The second reading (1 Peter 1: 17-21): Peter exhorts the early Christians to place their Faith and Hope in God Who has saved them through the precious Blood of His Son and Who has raised Jesus from the dead. Peter repeats the assertion made in Acts that Jesus' death and Resurrection was part of God's plan from all eternity. Hence, Jesus' sufferings and subsequent glorification by God should serve to center the Christian's Faith and Hope in God Who has accepted those sufferings as an act of Redemption for all mankind. From this reassuring truth, Christians should sense God's providence in their own situation and the whole of their lives, and should understand the place of their present struggles in broader history. The root of our Faith must be the Resurrection of Jesus, and Peter argues that it is essential for everyone in the Christian community to have the experience of the risen Jesus in his or her life.

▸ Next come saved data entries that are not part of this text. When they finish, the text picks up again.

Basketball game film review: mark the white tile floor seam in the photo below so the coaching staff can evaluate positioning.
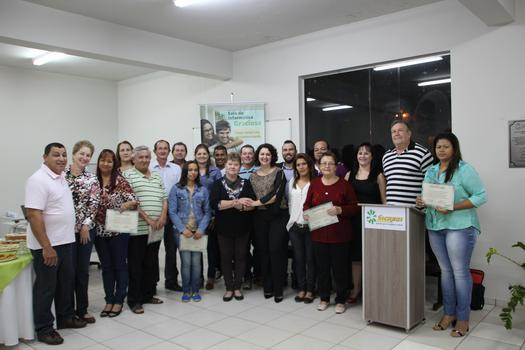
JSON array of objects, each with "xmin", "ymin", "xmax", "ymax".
[{"xmin": 8, "ymin": 265, "xmax": 525, "ymax": 350}]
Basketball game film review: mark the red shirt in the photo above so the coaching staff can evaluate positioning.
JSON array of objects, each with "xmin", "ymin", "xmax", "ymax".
[{"xmin": 303, "ymin": 177, "xmax": 359, "ymax": 243}]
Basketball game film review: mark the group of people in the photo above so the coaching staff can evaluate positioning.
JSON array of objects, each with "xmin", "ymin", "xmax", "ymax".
[{"xmin": 24, "ymin": 119, "xmax": 486, "ymax": 345}]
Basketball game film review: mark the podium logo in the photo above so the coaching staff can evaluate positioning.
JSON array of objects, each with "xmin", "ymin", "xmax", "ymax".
[{"xmin": 366, "ymin": 209, "xmax": 377, "ymax": 224}]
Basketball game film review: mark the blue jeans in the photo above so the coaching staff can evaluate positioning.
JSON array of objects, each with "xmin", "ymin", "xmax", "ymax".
[
  {"xmin": 94, "ymin": 234, "xmax": 129, "ymax": 304},
  {"xmin": 428, "ymin": 227, "xmax": 478, "ymax": 321},
  {"xmin": 175, "ymin": 233, "xmax": 202, "ymax": 294}
]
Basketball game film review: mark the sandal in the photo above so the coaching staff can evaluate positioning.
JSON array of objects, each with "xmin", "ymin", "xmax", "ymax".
[
  {"xmin": 432, "ymin": 315, "xmax": 457, "ymax": 331},
  {"xmin": 131, "ymin": 304, "xmax": 144, "ymax": 314},
  {"xmin": 100, "ymin": 304, "xmax": 113, "ymax": 318},
  {"xmin": 145, "ymin": 297, "xmax": 163, "ymax": 304},
  {"xmin": 108, "ymin": 304, "xmax": 123, "ymax": 318},
  {"xmin": 450, "ymin": 320, "xmax": 469, "ymax": 337}
]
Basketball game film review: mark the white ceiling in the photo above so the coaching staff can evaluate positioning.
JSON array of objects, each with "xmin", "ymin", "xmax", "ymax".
[
  {"xmin": 23, "ymin": 0, "xmax": 442, "ymax": 52},
  {"xmin": 0, "ymin": 42, "xmax": 155, "ymax": 81}
]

Exegesis: Luke's Emmaus Gospel is a beautiful, theological dramatization of one of the encounters of the disciples with their risen Lord during those wonder-filled days after the discovery of the empty tomb (Mk 16:12-13). It is the story of how on Easter Sunday two disciples of Jesus, discouraged and devastated, set out on the road from Jerusalem to Emmaus -- a distance of about seven miles -- and were met by a Stranger going along the same road. They began to speak to Him about all that had occurred in the Holy City during the previous week. Most probably, Cleopas and his companion were husband and wife, residents of Emmaus and disciples of Jesus who had witnessed His crucifixion and burial. The two disciples chose to leave Jerusalem on the third day after the death of Jesus – the very day they had received news that the tomb was empty. They were “prevented” from recognizing the Stranger, Jesus, perhaps partly by preoccupation with their own disappointment and problems. As they journeyed on, Jesus showed them how the Scriptures had foretold all that He had done and suffered, including his death and its purpose. His coming to them and walking alongside of them illustrates the truth that the road to Emmaus is a road of companionship with Jesus Who desires to walk with each of us. "I am with you always" (Matthew 28:20). The incident further illustrates that Jesus is with us even when we do not recognize him.